The borough’s residents will be supported to increase their independence and improve their wellbeing with the help of a canine companion, as part of an innovative new service launched by the council.
Bracknell Forest Council has partnered with charity Dogs for Good to launch a community dog service to support people with a learning disability, autism or dementia to reduce anxiety in social situations and improve their wellbeing and confidence in everyday life skills.
Community dog Lexi will be working with residents alongside her handler and a social care professional from Monday 12 November. The team will work with individuals on a tailored support plan, helping them to achieve goals which will improve their independence and wellbeing, such as learning to cross a road independently, attending medical appointments or reducing anxiety.
The partnership is the first of its kind in the UK and will support both children and adults with a range of needs, such as those with physical disabilities, sensory needs or mental health conditions, as well as supporting people with a learning disability, autism or dementia.
The launch is part of the council’s transformation of its adult and children’s social care services and follows a successful pilot in 2017, which saw participants achieve new levels of independence following a programme of intervention sessions with a Dogs for Good community dog.
By the end of the trial, the wellbeing of participants had improved due to being able to independently carry out tasks they were previously unable to. As a result, the council was able to adjust some participants’ support packages to reflect their new level of independence.
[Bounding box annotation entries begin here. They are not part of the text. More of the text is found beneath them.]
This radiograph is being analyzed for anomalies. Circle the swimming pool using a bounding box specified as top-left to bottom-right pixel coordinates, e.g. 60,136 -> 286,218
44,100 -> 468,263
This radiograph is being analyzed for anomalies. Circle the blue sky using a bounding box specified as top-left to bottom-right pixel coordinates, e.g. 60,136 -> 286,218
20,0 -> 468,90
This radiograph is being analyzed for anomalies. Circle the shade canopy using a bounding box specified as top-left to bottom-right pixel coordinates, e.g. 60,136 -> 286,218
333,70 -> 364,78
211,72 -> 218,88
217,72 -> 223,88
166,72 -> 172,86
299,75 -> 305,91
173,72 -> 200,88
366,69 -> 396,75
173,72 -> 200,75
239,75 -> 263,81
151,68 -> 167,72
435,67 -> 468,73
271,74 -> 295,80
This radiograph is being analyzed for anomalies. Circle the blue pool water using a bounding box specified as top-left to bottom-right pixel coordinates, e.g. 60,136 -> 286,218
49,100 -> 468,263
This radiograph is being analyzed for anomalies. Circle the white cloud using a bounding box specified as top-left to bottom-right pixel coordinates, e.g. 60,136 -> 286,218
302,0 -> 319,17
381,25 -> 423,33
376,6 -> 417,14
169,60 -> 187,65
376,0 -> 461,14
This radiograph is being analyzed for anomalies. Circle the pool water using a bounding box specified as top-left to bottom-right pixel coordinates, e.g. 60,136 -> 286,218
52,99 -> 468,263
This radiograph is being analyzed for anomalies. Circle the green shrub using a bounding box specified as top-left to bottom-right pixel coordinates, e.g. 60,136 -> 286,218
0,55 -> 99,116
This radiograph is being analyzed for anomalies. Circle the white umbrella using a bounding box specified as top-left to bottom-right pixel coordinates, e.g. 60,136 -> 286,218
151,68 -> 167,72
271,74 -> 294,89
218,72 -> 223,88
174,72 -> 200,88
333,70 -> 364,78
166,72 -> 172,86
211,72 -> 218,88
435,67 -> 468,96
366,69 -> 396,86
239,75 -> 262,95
The success of the pilot was highlighted at Crufts in March 2018 when the mother and sister of one participant took centre stage in the arena to explain how the intervention sessions had improved the participant's wellbeing and quality of life.
Cllr Dale Birch, executive member for adult services, health and housing, said:
“The council’s transformation programme aims to put residents’ needs at the heart of the services we provide, ensuring they’re able get the best out of life and live as independently as possible.
“This partnership will enable us to help more people achieve this, using the amazing power of the human-dog bond to teach new or adapted behaviours, improve confidence and overall wellbeing. The results from the pilot were impressive, transforming the lives of the participants by enabling them to carry out everyday tasks independently. I am looking forward to hearing about the difference the service makes to the lives of more people in the borough.”
Peter Gorbing, chief executive of Dogs for Good, said:
“Dogs can be great motivators and role models, supporting adults and children to learn and develop in so many ways. We are delighted to launch our first local authority partnership which will use animal assisted intervention as part of a tailored programme to improve the lives of people with health and social care needs.”